SHIP-1 Regulates Phagocytosis and M2 Polarization Through the PI3K/Akt–STAT5–Trib1 Circuit in Pseudomonas aeruginosa Infection
Shugang Qin, Jiaxin Li, Chuan‐Min Zhou, Breanna Privratsky, Jacob Schettler, Xin Deng, Zhenwei Xia, Yong Zeng, Hong Wu, Min Wu
Abstract
SHIP-1 is an inositol phosphatase that hydrolyzes phosphatidylinositide 3-kinase (PI3K) products and negatively regulates protein kinase B (Akt) activity, thereby modulating a variety of cellular processes in mammals. However, the role of SHIP-1 in bacterial-induced sepsis is largely unknown.
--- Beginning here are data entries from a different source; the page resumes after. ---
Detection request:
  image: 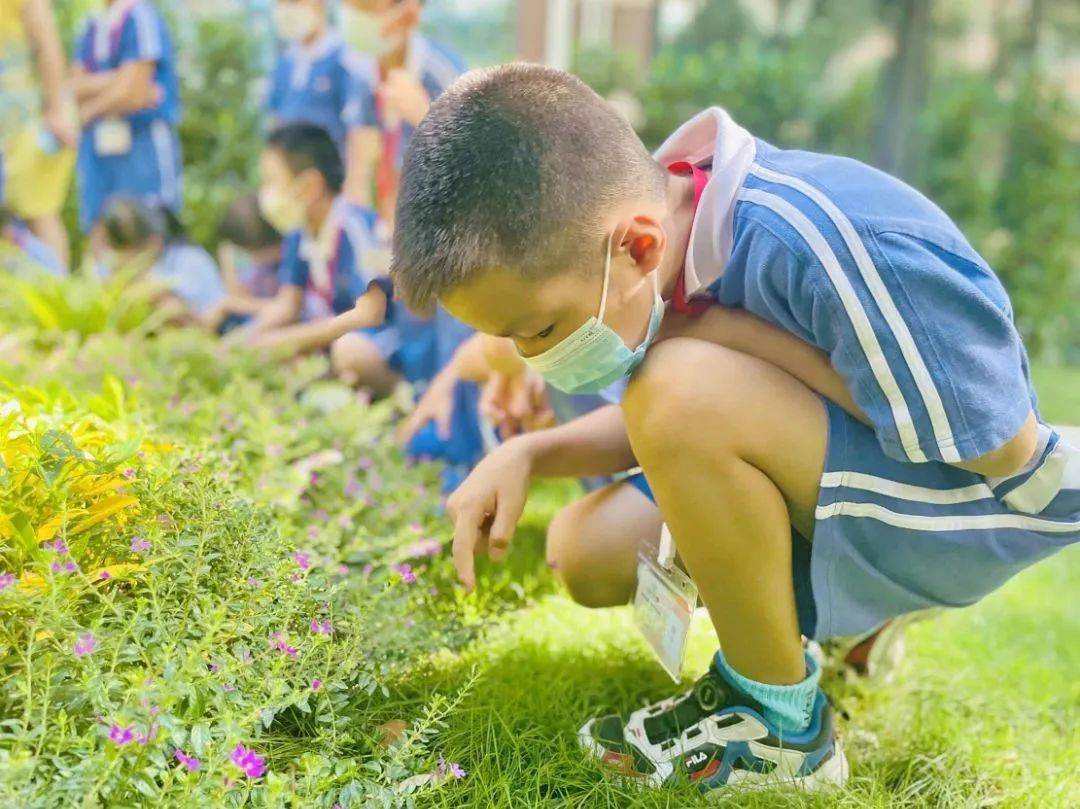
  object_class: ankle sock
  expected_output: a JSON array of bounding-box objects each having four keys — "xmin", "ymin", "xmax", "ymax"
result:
[{"xmin": 715, "ymin": 650, "xmax": 821, "ymax": 736}]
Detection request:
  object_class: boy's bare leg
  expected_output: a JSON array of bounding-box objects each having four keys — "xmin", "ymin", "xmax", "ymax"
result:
[
  {"xmin": 623, "ymin": 338, "xmax": 827, "ymax": 685},
  {"xmin": 548, "ymin": 482, "xmax": 661, "ymax": 607},
  {"xmin": 330, "ymin": 334, "xmax": 401, "ymax": 399}
]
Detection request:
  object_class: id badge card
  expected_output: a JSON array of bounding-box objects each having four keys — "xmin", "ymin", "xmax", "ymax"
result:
[
  {"xmin": 634, "ymin": 525, "xmax": 698, "ymax": 683},
  {"xmin": 94, "ymin": 118, "xmax": 132, "ymax": 158}
]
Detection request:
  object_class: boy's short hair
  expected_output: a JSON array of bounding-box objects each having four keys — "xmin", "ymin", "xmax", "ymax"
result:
[
  {"xmin": 267, "ymin": 123, "xmax": 345, "ymax": 194},
  {"xmin": 391, "ymin": 64, "xmax": 666, "ymax": 309},
  {"xmin": 217, "ymin": 192, "xmax": 282, "ymax": 250},
  {"xmin": 102, "ymin": 197, "xmax": 185, "ymax": 250}
]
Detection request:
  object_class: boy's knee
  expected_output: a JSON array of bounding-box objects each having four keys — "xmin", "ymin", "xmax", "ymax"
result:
[
  {"xmin": 546, "ymin": 501, "xmax": 633, "ymax": 608},
  {"xmin": 623, "ymin": 337, "xmax": 750, "ymax": 455}
]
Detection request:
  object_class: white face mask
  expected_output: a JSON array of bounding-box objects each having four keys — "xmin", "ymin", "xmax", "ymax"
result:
[
  {"xmin": 273, "ymin": 0, "xmax": 319, "ymax": 42},
  {"xmin": 341, "ymin": 3, "xmax": 397, "ymax": 58}
]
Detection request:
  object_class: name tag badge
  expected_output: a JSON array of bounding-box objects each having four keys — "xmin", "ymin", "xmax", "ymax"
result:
[
  {"xmin": 634, "ymin": 525, "xmax": 698, "ymax": 683},
  {"xmin": 94, "ymin": 118, "xmax": 132, "ymax": 158}
]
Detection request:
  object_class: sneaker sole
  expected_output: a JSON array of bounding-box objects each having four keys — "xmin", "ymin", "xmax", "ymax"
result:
[{"xmin": 578, "ymin": 719, "xmax": 851, "ymax": 798}]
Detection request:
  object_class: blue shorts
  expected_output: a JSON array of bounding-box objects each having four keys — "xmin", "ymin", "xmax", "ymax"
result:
[
  {"xmin": 77, "ymin": 120, "xmax": 183, "ymax": 232},
  {"xmin": 629, "ymin": 402, "xmax": 1080, "ymax": 639}
]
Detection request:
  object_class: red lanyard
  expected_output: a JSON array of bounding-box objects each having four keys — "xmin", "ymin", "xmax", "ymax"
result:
[{"xmin": 667, "ymin": 160, "xmax": 712, "ymax": 315}]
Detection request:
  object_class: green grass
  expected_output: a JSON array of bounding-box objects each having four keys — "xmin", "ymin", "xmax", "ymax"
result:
[{"xmin": 388, "ymin": 369, "xmax": 1080, "ymax": 809}]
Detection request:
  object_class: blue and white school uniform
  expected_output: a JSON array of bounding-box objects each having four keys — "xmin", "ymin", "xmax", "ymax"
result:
[
  {"xmin": 267, "ymin": 31, "xmax": 376, "ymax": 150},
  {"xmin": 638, "ymin": 108, "xmax": 1080, "ymax": 638},
  {"xmin": 150, "ymin": 242, "xmax": 226, "ymax": 314},
  {"xmin": 279, "ymin": 198, "xmax": 375, "ymax": 320},
  {"xmin": 76, "ymin": 0, "xmax": 181, "ymax": 231}
]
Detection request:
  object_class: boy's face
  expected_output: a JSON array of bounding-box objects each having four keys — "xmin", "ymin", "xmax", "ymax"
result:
[
  {"xmin": 441, "ymin": 228, "xmax": 663, "ymax": 356},
  {"xmin": 259, "ymin": 148, "xmax": 324, "ymax": 233}
]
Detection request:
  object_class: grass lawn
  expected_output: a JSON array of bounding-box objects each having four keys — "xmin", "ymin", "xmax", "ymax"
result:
[{"xmin": 397, "ymin": 369, "xmax": 1080, "ymax": 808}]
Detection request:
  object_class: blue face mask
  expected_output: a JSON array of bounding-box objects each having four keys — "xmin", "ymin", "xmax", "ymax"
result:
[{"xmin": 522, "ymin": 237, "xmax": 664, "ymax": 393}]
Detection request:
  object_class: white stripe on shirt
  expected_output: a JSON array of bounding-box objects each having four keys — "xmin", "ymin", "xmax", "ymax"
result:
[
  {"xmin": 821, "ymin": 472, "xmax": 994, "ymax": 505},
  {"xmin": 739, "ymin": 188, "xmax": 927, "ymax": 463},
  {"xmin": 814, "ymin": 501, "xmax": 1080, "ymax": 534},
  {"xmin": 751, "ymin": 163, "xmax": 960, "ymax": 463}
]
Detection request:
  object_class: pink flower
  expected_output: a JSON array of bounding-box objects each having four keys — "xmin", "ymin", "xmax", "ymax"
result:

Here, we show that SHIP-1 regulates inflammatory responses during Gram-negative bacterium Pseudomonas aeruginosa infection. We found that infected-SHIP-1-/- mice exhibited decreased survival rates, increased inflammatory responses and susceptibility owing to elevated expression of PI3K compared to wild type (WT) mice. Inhibiting SHIP-1 via siRNA silencing resulted in lipid raft aggregates, aggravated oxidative damage and bacterial burden in macrophages after PAO1 infection. Mechanistically, SHIP-1 deficiency augmented phosphorylation of PI3K, and nuclear transcription of signal transducer and activator of transcription 5 (STAT5) to induce the expression of Trib1, which is critical for differentiation of M2 but not M1 macrophages. These findings reveal a previously unrecognized role of SHIP-1in inflammatory responses and macrophage homeostasis during P. aeruginosa infection through a PI3K/Akt-STAT5-Trib1 axis.